I have known both brothers in law for two decades. We have never had a cross word. BiL getting married only has daughters other BiL has a son and a daughter.

We have a good relationship with them. They are both divorced and the relationship with the new women is different than with their original wives as obviously people are older and have more established lives of their own but no problems at all.

Re: relationships with my elder son. They were always kind and polite but they definitely had to be promoted to include him but happily did . He was initially not invited to niece’s wedding but her father ((not one marrying now) did sort it with ex.

The groom knows my son as well as he knows his nieces. All of the brothers go out together for the football and sometimes they are joined by sons including my son.

This BiL sees my younger one separately with DH for golf.

Both brothers in law come in and are exceptionally affectionate towards me.

All brothers and nephews are staying in hotel the night before with male cousins and male friends. Partners can use rooms as well but they will be eating separately.

They are not misogynists, very polite and generous.

I do believe in traditional etiquette and protocol when I am forced to think about it at all. I like weddings and believe we should go as a unit. I believe in-laws are family,

My son should not be sidelined after 20 years because of DNA. I accept people think asking for a plus one , for his partner of four years who BiL knows and has met is contentious but I bet the other cousins have them.

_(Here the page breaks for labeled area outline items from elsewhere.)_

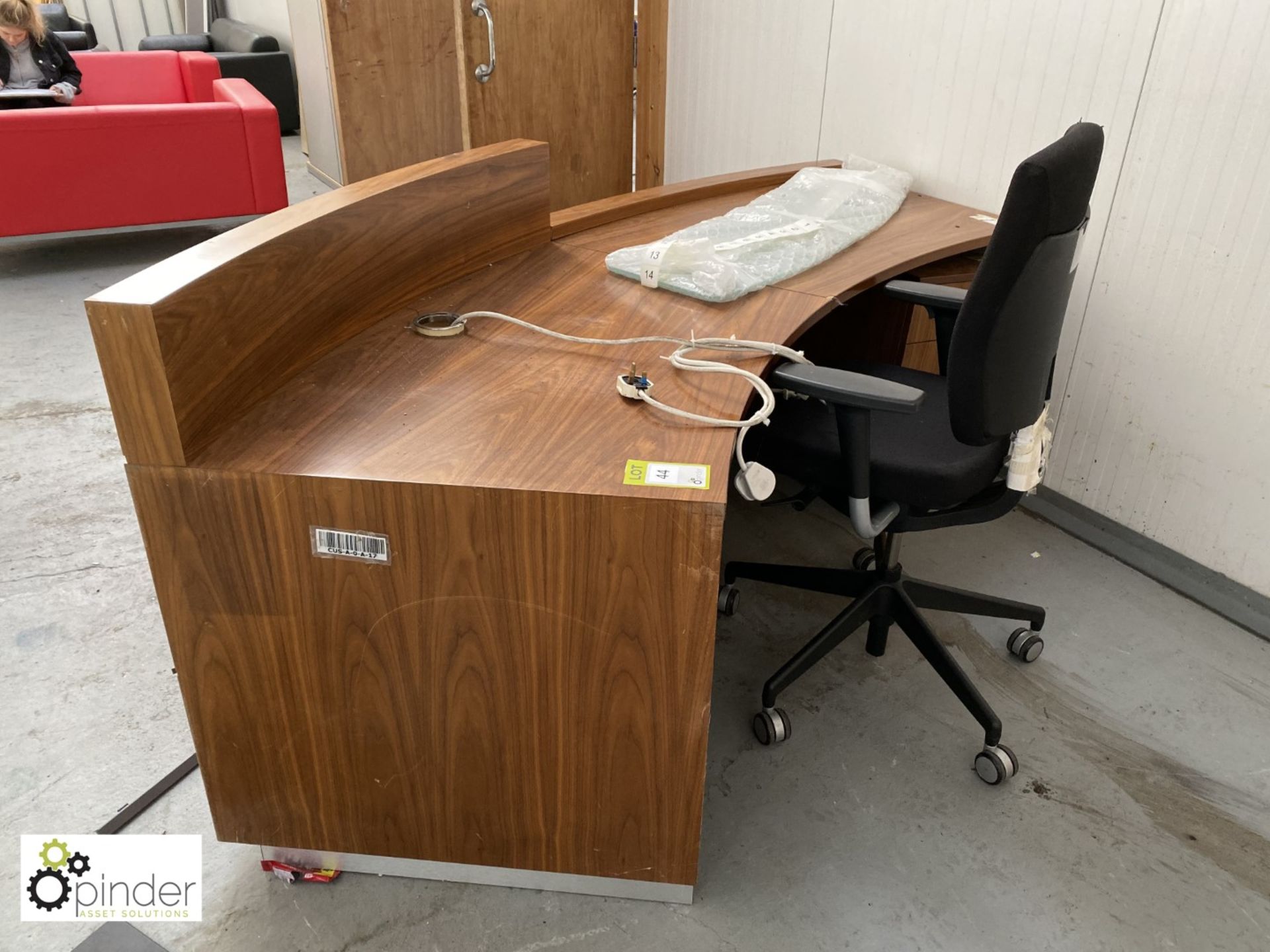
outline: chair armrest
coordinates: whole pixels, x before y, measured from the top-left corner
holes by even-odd
[[[860,410],[889,410],[911,414],[922,405],[926,392],[904,383],[870,377],[867,373],[785,363],[772,374],[781,385],[834,406]]]
[[[892,297],[921,305],[932,311],[959,311],[965,301],[965,288],[950,288],[947,284],[927,284],[922,281],[888,281],[884,289]]]
[[[921,281],[888,281],[884,289],[900,301],[919,305],[935,319],[935,347],[940,354],[940,373],[949,372],[949,350],[952,347],[952,327],[961,314],[965,288],[946,284],[927,284]]]
[[[833,406],[838,423],[838,452],[847,468],[847,515],[856,534],[871,539],[899,515],[895,503],[884,503],[874,512],[869,499],[872,413],[914,413],[926,399],[926,392],[867,373],[800,363],[781,364],[772,376],[787,388]]]
[[[255,211],[265,215],[286,208],[287,179],[282,164],[282,136],[278,132],[278,110],[273,108],[273,103],[241,79],[218,79],[212,83],[212,99],[217,103],[232,103],[243,113]]]

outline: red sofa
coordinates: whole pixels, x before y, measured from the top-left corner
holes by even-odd
[[[75,55],[70,107],[0,112],[0,143],[56,189],[13,188],[0,236],[263,215],[287,204],[278,113],[208,53]]]

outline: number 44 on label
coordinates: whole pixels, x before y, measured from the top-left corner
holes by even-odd
[[[698,463],[663,463],[627,459],[626,486],[673,486],[677,489],[710,489],[710,467]]]

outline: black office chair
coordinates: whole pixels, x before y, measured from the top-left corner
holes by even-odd
[[[1049,399],[1054,355],[1072,291],[1102,129],[1077,123],[1015,171],[1001,216],[969,289],[895,281],[886,291],[927,307],[936,322],[940,374],[853,364],[841,369],[786,363],[773,383],[808,399],[785,400],[771,425],[751,432],[756,458],[806,489],[801,509],[823,498],[851,518],[872,548],[853,569],[729,562],[719,608],[732,614],[737,579],[852,597],[829,625],[763,685],[754,715],[762,744],[787,740],[777,696],[865,622],[865,650],[881,655],[899,626],[984,730],[975,770],[1001,783],[1019,770],[1001,744],[1001,721],[918,609],[1025,621],[1010,651],[1034,661],[1045,622],[1039,605],[919,581],[897,561],[906,532],[987,522],[1024,495],[1002,476],[1011,434],[1036,421]]]
[[[37,4],[44,27],[52,30],[67,50],[95,50],[97,30],[86,19],[71,17],[66,4]]]

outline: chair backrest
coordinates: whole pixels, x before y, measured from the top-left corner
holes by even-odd
[[[1072,126],[1015,170],[949,345],[952,433],[984,446],[1036,421],[1053,377],[1102,128]]]
[[[36,9],[44,18],[44,25],[55,33],[71,28],[71,15],[66,13],[66,4],[37,4]]]
[[[212,50],[218,53],[276,53],[282,48],[277,37],[225,17],[212,20],[208,33],[212,37]]]
[[[77,105],[142,105],[206,103],[221,67],[210,53],[171,50],[119,53],[80,53],[75,65],[84,72]]]

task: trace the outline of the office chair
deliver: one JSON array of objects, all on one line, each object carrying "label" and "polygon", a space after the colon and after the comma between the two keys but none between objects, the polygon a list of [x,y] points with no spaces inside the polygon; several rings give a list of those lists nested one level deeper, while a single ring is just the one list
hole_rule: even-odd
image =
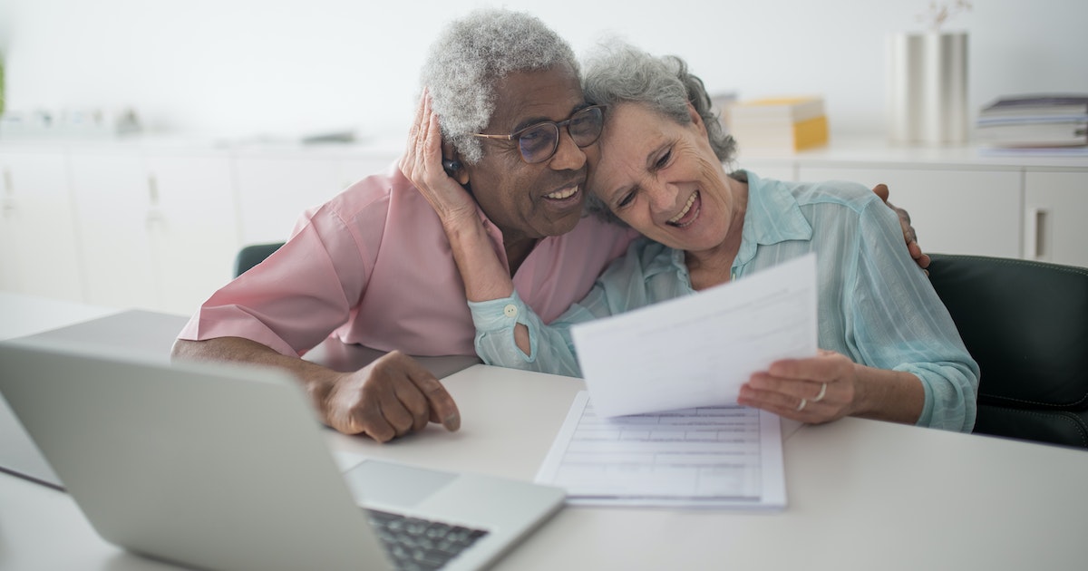
[{"label": "office chair", "polygon": [[975,432],[1088,448],[1088,269],[930,257],[934,288],[981,369]]},{"label": "office chair", "polygon": [[282,241],[244,246],[238,250],[238,255],[234,257],[234,277],[238,277],[250,268],[263,262],[265,258],[272,256],[272,252],[279,250],[281,246],[283,246]]}]

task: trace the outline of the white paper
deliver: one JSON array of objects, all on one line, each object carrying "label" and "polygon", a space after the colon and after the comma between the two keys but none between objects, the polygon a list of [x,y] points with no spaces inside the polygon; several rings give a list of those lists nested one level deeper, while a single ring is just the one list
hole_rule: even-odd
[{"label": "white paper", "polygon": [[583,390],[536,482],[573,505],[782,508],[779,419],[739,406],[606,419]]},{"label": "white paper", "polygon": [[816,355],[816,256],[571,330],[603,417],[735,405],[752,373]]}]

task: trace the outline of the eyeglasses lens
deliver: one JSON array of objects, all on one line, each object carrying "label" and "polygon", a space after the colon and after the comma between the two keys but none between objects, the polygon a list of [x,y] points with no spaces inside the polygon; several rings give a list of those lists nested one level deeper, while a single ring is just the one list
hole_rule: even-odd
[{"label": "eyeglasses lens", "polygon": [[567,121],[559,123],[540,123],[521,132],[518,136],[518,149],[526,162],[537,163],[552,158],[559,147],[559,126],[566,125],[574,145],[585,147],[592,145],[601,136],[604,125],[604,113],[598,107],[583,109]]}]

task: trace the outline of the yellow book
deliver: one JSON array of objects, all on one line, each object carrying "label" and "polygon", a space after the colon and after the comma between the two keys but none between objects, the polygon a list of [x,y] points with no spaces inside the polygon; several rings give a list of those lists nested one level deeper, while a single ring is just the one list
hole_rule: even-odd
[{"label": "yellow book", "polygon": [[827,145],[827,115],[789,125],[772,123],[732,125],[730,134],[737,139],[741,151],[800,151]]},{"label": "yellow book", "polygon": [[738,101],[728,107],[729,124],[798,123],[823,116],[821,97],[777,97]]}]

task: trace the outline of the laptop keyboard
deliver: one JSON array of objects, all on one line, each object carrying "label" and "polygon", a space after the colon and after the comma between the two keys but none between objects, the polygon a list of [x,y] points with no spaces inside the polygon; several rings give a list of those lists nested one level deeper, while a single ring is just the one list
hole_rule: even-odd
[{"label": "laptop keyboard", "polygon": [[484,530],[373,509],[364,511],[385,551],[400,571],[441,569],[487,535]]}]

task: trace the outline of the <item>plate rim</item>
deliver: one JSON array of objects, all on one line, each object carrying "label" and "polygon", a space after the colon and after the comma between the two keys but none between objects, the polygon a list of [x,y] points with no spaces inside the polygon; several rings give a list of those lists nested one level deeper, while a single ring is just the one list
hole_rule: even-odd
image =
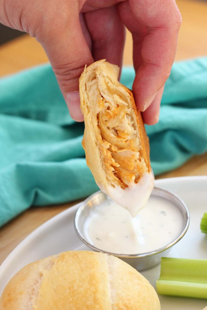
[{"label": "plate rim", "polygon": [[[169,181],[172,181],[173,180],[176,181],[176,180],[179,179],[180,181],[181,181],[182,182],[183,182],[187,179],[190,180],[191,179],[193,179],[194,180],[203,179],[206,180],[207,181],[207,175],[190,175],[164,178],[155,180],[155,183],[156,185],[157,183],[159,183],[161,181],[163,182],[164,180],[165,182],[168,183]],[[52,217],[47,220],[47,221],[41,224],[40,226],[37,227],[23,239],[9,253],[0,265],[0,278],[2,276],[4,270],[6,268],[7,266],[10,263],[11,259],[12,259],[14,255],[15,255],[16,252],[18,251],[20,248],[20,249],[21,247],[24,247],[25,244],[28,241],[29,241],[30,239],[33,237],[34,235],[36,233],[37,231],[39,231],[39,233],[41,233],[44,230],[46,227],[48,226],[48,225],[50,225],[51,224],[52,224],[53,222],[56,222],[57,220],[60,220],[62,217],[64,217],[66,215],[69,215],[70,213],[72,213],[75,209],[78,208],[81,202],[71,206],[71,207],[69,207],[65,210],[60,212],[60,213],[53,216]]]}]

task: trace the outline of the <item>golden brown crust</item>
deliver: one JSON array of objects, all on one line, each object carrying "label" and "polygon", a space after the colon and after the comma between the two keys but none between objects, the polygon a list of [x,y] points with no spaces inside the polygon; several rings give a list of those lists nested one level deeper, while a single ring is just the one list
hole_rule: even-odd
[{"label": "golden brown crust", "polygon": [[[151,171],[141,113],[131,91],[118,81],[118,73],[116,66],[103,60],[86,67],[79,80],[85,124],[83,146],[87,164],[104,190],[109,185],[125,188]],[[128,156],[126,151],[131,151]]]},{"label": "golden brown crust", "polygon": [[126,263],[102,253],[69,251],[21,269],[5,287],[0,309],[160,310],[160,305],[148,281]]},{"label": "golden brown crust", "polygon": [[141,149],[142,155],[144,158],[146,165],[150,172],[151,170],[150,159],[150,144],[149,138],[147,135],[145,128],[142,119],[142,114],[140,111],[137,111],[134,101],[133,93],[127,87],[124,86],[126,91],[130,94],[131,98],[131,108],[136,118],[137,123],[138,127],[140,142],[142,145]]}]

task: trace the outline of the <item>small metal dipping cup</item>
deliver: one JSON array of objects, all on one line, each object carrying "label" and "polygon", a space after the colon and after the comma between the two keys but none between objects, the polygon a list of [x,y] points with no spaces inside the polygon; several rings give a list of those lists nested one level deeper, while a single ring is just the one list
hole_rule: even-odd
[{"label": "small metal dipping cup", "polygon": [[84,221],[94,207],[106,200],[110,199],[101,191],[91,195],[82,202],[78,209],[74,221],[75,229],[77,234],[83,242],[93,250],[117,256],[139,271],[149,269],[158,265],[160,263],[161,258],[167,256],[170,248],[180,240],[187,231],[189,226],[189,213],[183,202],[171,192],[160,188],[154,187],[151,195],[162,197],[172,202],[175,206],[179,208],[183,217],[183,226],[181,233],[173,241],[164,246],[145,253],[124,254],[107,252],[90,244],[88,240],[86,240],[83,231]]}]

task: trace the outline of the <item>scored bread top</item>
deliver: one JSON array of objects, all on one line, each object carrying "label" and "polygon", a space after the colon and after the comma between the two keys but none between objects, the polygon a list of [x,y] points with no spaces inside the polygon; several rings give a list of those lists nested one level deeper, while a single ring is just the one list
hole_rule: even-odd
[{"label": "scored bread top", "polygon": [[116,257],[69,251],[30,264],[10,280],[1,310],[160,310],[155,291]]},{"label": "scored bread top", "polygon": [[83,145],[97,184],[124,189],[150,172],[149,145],[132,92],[119,69],[104,60],[86,67],[79,80],[85,129]]}]

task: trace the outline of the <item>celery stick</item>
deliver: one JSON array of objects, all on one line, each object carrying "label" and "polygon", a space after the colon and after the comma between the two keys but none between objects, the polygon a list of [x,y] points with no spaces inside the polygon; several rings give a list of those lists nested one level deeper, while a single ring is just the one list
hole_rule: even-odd
[{"label": "celery stick", "polygon": [[206,225],[207,225],[207,219],[205,219],[204,217],[202,218],[201,222],[203,224],[205,224]]},{"label": "celery stick", "polygon": [[202,232],[207,233],[207,213],[205,213],[201,219],[200,229]]},{"label": "celery stick", "polygon": [[207,259],[162,257],[160,295],[207,299]]}]

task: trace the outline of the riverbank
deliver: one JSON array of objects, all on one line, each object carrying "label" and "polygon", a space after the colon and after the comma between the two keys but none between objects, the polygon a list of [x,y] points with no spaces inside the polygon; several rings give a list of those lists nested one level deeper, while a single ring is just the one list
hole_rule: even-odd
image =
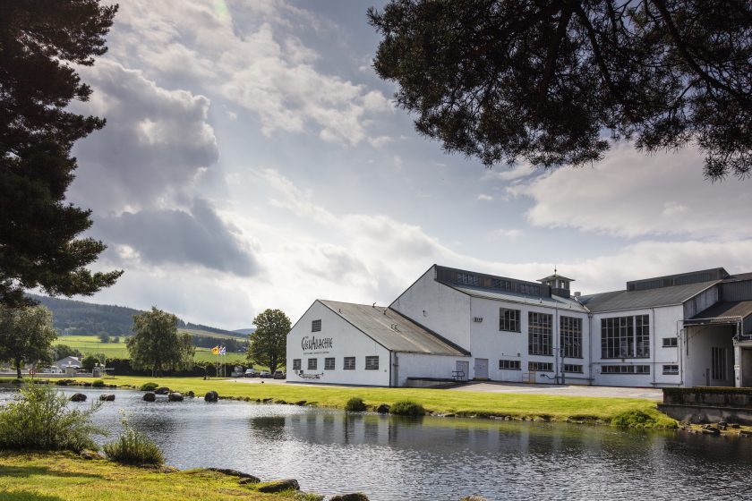
[{"label": "riverbank", "polygon": [[[90,379],[78,381],[90,383]],[[647,423],[637,422],[640,420],[628,420],[627,425],[665,429],[673,429],[678,425],[675,420],[658,411],[654,401],[638,398],[451,392],[430,388],[244,385],[233,379],[204,380],[201,378],[122,376],[106,379],[108,385],[136,389],[147,382],[155,382],[183,394],[192,391],[200,396],[209,391],[216,391],[221,398],[336,409],[344,409],[352,397],[362,398],[369,410],[407,399],[422,403],[427,412],[439,416],[611,424],[620,416],[644,415],[649,418]]]},{"label": "riverbank", "polygon": [[0,498],[4,501],[312,501],[294,490],[266,494],[263,483],[210,470],[171,471],[85,460],[68,452],[0,453]]}]

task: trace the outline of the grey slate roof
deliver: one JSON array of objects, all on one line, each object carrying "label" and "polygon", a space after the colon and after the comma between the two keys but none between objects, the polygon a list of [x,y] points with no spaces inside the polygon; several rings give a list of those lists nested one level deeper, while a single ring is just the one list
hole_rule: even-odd
[{"label": "grey slate roof", "polygon": [[747,318],[752,315],[752,301],[737,301],[733,302],[716,302],[707,310],[703,310],[692,319],[720,318],[722,317]]},{"label": "grey slate roof", "polygon": [[644,291],[614,291],[582,296],[580,301],[594,313],[671,306],[683,303],[718,282],[713,280]]},{"label": "grey slate roof", "polygon": [[452,356],[470,354],[467,350],[391,308],[336,301],[319,301],[391,352]]},{"label": "grey slate roof", "polygon": [[483,287],[473,287],[470,285],[457,285],[455,284],[447,284],[446,282],[440,282],[448,287],[456,289],[467,295],[484,299],[492,299],[495,301],[504,301],[509,302],[522,302],[525,304],[534,304],[541,306],[548,306],[550,308],[568,308],[577,311],[586,311],[582,305],[573,299],[567,299],[560,296],[552,295],[551,297],[538,297],[529,294],[520,294],[518,293],[512,293],[509,291],[491,291]]}]

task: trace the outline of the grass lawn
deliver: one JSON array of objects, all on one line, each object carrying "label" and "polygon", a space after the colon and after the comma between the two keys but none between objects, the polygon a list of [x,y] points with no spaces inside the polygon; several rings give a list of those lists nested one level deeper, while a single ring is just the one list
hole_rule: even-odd
[{"label": "grass lawn", "polygon": [[[81,379],[84,380],[84,379]],[[326,387],[306,385],[244,384],[232,379],[205,381],[201,378],[143,378],[122,376],[107,379],[109,384],[139,387],[153,381],[173,390],[192,390],[203,395],[209,390],[222,397],[238,399],[273,398],[295,403],[305,400],[309,405],[342,409],[347,400],[359,396],[371,408],[398,400],[418,402],[427,411],[459,415],[515,418],[540,418],[551,420],[586,420],[610,423],[615,416],[630,411],[645,412],[661,428],[675,428],[676,421],[659,412],[654,401],[639,398],[606,398],[521,395],[502,393],[455,392],[429,388]]]},{"label": "grass lawn", "polygon": [[252,485],[239,485],[236,477],[206,470],[165,473],[105,460],[86,461],[72,453],[3,452],[0,453],[0,499],[278,501],[295,499],[295,494],[263,494]]},{"label": "grass lawn", "polygon": [[[67,344],[71,348],[79,350],[83,354],[105,353],[107,358],[130,358],[128,349],[125,347],[125,336],[120,336],[120,343],[102,343],[99,341],[99,336],[98,335],[61,335],[55,341],[55,344]],[[220,340],[218,339],[218,343],[220,343]],[[196,348],[196,356],[193,360],[196,361],[216,362],[217,355],[211,354],[210,348]],[[244,364],[245,354],[227,353],[226,361],[227,363]]]}]

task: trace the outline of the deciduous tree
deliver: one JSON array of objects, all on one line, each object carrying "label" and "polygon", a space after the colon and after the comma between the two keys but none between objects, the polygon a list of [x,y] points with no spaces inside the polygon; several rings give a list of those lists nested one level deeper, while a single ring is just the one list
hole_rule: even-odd
[{"label": "deciduous tree", "polygon": [[752,174],[748,0],[392,0],[374,60],[418,132],[484,164],[551,167],[696,144]]},{"label": "deciduous tree", "polygon": [[52,312],[44,306],[0,305],[0,360],[13,361],[19,378],[24,364],[50,361],[56,338]]},{"label": "deciduous tree", "polygon": [[150,369],[152,375],[162,370],[188,369],[193,361],[195,348],[191,335],[177,332],[177,317],[152,307],[133,316],[133,335],[126,346],[134,369]]},{"label": "deciduous tree", "polygon": [[274,374],[285,363],[290,318],[281,310],[265,310],[253,318],[256,330],[248,335],[248,360],[269,367]]},{"label": "deciduous tree", "polygon": [[0,302],[30,302],[24,290],[91,294],[122,271],[86,267],[105,249],[77,238],[90,211],[65,202],[77,140],[104,126],[67,110],[91,89],[74,66],[105,53],[117,5],[98,0],[0,2]]}]

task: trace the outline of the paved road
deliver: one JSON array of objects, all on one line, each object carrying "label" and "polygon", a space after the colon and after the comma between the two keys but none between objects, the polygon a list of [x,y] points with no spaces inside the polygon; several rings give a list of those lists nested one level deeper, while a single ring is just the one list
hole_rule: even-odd
[{"label": "paved road", "polygon": [[621,386],[580,386],[569,385],[526,385],[518,383],[471,382],[449,391],[489,393],[522,393],[560,395],[568,396],[620,396],[662,400],[663,393],[657,388],[632,388]]},{"label": "paved road", "polygon": [[[284,385],[285,379],[260,379],[258,378],[237,378],[238,383],[251,385]],[[295,384],[295,383],[291,383]],[[335,386],[308,383],[315,386]],[[357,386],[347,386],[357,387]],[[470,391],[487,393],[521,393],[529,395],[560,395],[568,396],[620,396],[624,398],[648,398],[662,400],[663,394],[656,388],[631,388],[621,386],[580,386],[568,385],[531,385],[519,383],[471,382],[466,385],[449,388],[447,391]]]}]

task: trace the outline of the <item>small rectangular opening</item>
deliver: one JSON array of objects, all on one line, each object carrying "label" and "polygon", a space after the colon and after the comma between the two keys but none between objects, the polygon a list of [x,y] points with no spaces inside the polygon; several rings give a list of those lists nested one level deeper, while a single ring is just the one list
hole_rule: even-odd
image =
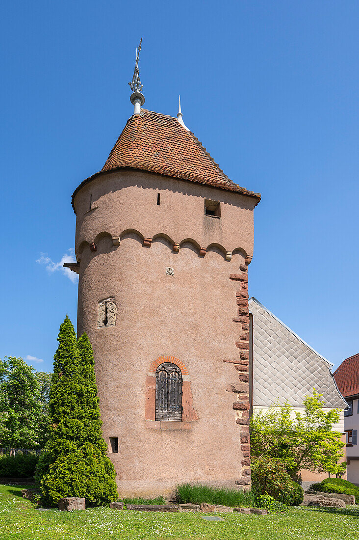
[{"label": "small rectangular opening", "polygon": [[111,452],[117,454],[118,452],[118,437],[110,437],[110,444],[111,446]]},{"label": "small rectangular opening", "polygon": [[213,218],[221,217],[221,203],[218,201],[211,201],[209,199],[205,199],[205,214],[211,215]]}]

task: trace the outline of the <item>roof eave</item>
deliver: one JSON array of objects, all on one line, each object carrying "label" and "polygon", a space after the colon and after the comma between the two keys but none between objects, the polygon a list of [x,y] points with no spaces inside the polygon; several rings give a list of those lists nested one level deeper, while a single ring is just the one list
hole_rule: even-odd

Again my DH and younger son are lovely and I am lucky but they literally don’t have a clue why I am upset.

OP posts:
Fupoffyagrasshole · 14/11/2025 16:20

i wouldn't give a shit about this its a few mins in a registry office!! you can relax for 2 extra hours and have a nice meal and party

Frasierfan · 14/11/2025 16:28

DH was told not to tell anybody not just me but neither of us thought that included me.

OP posts:
PopcornKitten · 14/11/2025 16:28

I think a relevant question would be what is the other sister in law doing? Assuming there is one, of course.
this will answer the question of whether just you have been excluded or not.
am i right in thinking that your DH and DS have been invited to everything but you have only had an evening invite? Or a wedding breakfast invite?
you eldest ds has nothing.

diddl · 14/11/2025 16:28

If capacity for the ceremony is limited then they might have used some criteria that makes sense to them!

I don't think it's an occasion that necessarily necessitates being with your OH, especially when you will be meeting up for the reception.

PopcornKitten · 14/11/2025 16:31

Daytimetellyqueen · 14/11/2025 15:52

This! It’s all very bizarre & I would feel hurt in your position.

Yes! This is the bit I find strange too.
I understand about not inviting a 26year old nephew. (Though I often find that all and sundry get invited to evening dos)

Covacsy · 14/11/2025 16:40

Sounds like they're having a stag do before, during and after the wedding.

Very strange goings on. Is the bride actually invited?

TheNightingalesStarling · 14/11/2025 16:41

Any chance your younger son is actually a groomsman, hence the ceremony invite? Since they do seem to socialise.

Hotflushesandchilblains · 14/11/2025 16:42

Its one thing if is a new partner who has not been on the scene long. But to issue different invites to spouses or cut out step children who are part of the family is really shitty behaviour. I would not go out of principle.

Rubyupbeat · 14/11/2025 16:47

Well I would hope that just the fact that your eldest son isn't invited, then you will all decline.

diddl · 14/11/2025 16:50

This BiL sees my younger one separately with DH for golf.

Maybe that was his criteria for who he invited to the ceremony!

Covacsy · 14/11/2025 16:51

Rubyupbeat · 14/11/2025 16:47

Well I would hope that just the fact that your eldest son isn't invited, then you will all decline.

OP's husband and son are part of the cult, no chance they'll not go.

marketday · 14/11/2025 17:04

The fact they all go golfing together makes things make a bit more sense now. Still a bit weird, but I think this must be the reason your son is going and not you. They could have simply explained this, but there we go.